The art of scoring a film is a delicate one. Music is fundamental to our emotional experience: volume, pitch, melody and cadence all directly feed into the brain’s auditory cortex. Music and lyrics inspire memories, images and mood. Done correctly, viewers may not even notice the music—only reflecting later on why they felt so afraid when no visual cues suggested it, or hearing a melody from a movie and feeling a hollow and sudden sense of breathtaking fear.

Vangelis mastered it in his evocative and multi-layered Blade Runner soundtrack of 1982. And Trent Reznor and Atticus Ross (of Nine Inch Nails) crafted ambient-meets-industrial arrangements for The Social Network and The Girl With The Dragon Tattoo.

In the new Candyman, Robert Aiki Aubrey Lowe (who previously collaborated with Johann Johannsson on Arrival and Sicario) has achieved a soundtrack that will serve as a benchmark for generations of films yet to be made. He has both served the tradition of visionaries like Vangelis and Glass, but also walked his own, pioneering path.

Lowe has sought to make viewers uncomfortable, and achieved it artfully. There are chants, the disconcerting sound of breath, mumbled and murmured incantations, modular synthesisers undulating, pulsing and throbbing, and Lowe’s own voice as an instrument.

To create the soundtrack, Lowe joined the production set. He saw Candyman as a commentary on modern Black lives: the inequality faced daily by generations of Black families in housing estates where developers envision condos instead; the fear of police and distrust of government. To that extent, the soundtrack is rooted in the foundation of blues, jazz and soul music. It is sacred, ritualistic and hypnotic, while also bristling with danger.

How Lowe created a brilliantly immersive score

Lowe took field recordings from the set and digitally manipulated them to the point they were barely, if at all, recognisable.

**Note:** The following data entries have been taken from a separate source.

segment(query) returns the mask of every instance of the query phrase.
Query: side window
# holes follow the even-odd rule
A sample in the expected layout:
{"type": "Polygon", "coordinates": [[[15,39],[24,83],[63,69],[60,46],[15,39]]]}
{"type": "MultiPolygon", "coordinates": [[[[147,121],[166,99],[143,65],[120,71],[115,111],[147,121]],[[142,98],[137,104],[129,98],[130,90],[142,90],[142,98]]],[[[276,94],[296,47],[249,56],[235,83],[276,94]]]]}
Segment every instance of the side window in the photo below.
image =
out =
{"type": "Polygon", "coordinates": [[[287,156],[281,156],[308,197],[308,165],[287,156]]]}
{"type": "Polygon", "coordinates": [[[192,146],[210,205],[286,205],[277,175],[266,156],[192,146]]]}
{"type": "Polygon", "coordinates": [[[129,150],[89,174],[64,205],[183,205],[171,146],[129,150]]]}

He took recordings of the natural environment—wind, creaking doors, insects buzzing—and processed them, along with his own voice, to resemble instruments of varying timbres. The effect is ghostly, and whether our brains can make sense of the source or not is irrelevant. The ghost of the movie exists within the movie.

On The Sweet, a haunting orchestra of what sounds like string instruments builds into a tense, repetitive mantra joined by a malevolent choir of call-and-response coos that sound as if they are emerging from graves as one unholy union. The same effect makes Rows And Towers equally horrifying but compelling. A choral call-and-response of glottal stops (think of “Uh-Oh”) towers up as the dissonant sounds of distorted, grimy fuzz builds like an electrical wire snaking through water.

There is no Candyman without Lowe’s soundtrack. It is the psychic essence of the film—woven into the fabric of the vision, the narrative, the historical references to racial violence and injustice. His soundtrack will be, like Candyman, immortal.

Blade Runner has another masterful soundtrack

While of a different nature, it is equally as masterful and memorable as Vangelis’ Blade Runner soundtrack, which is all-enveloping in its lush, synthesiser layers. It is somehow both robotic in its computerised tones and yet organic in its emotional range and use of traditional instrumentation. Emerging from clouds of sound, samples of dialogue emerge along with sounds of the city—then there is simply distortion, fuzz, spaciousness.

It is transportive. Vangelis composed his arrangements in an improvisational style, watching scenes as they were delivered to his studio, then creating as he watched.

The whole soundtrack came together in his London studios using a CR-5000 drum machine, a Yamaha CS-80 synth, a Steinway piano, Fender Rhodes, gamelan, glockenspiel, gong, tubular bells and a snare drum. The aesthetic of Blade Runner is akin to a futuristic, imagined Tokyo. Vangelis’ use of gamelan, gong and bells was both original and pioneering: it combined oriental instruments and arrangements into ambient, electronic compositions that still sound entirely of the moment.

Perhaps, both soundtracks succeed because—despite being highly manipulated and digitised—they are, to quote Blade Runner, “more human than human”.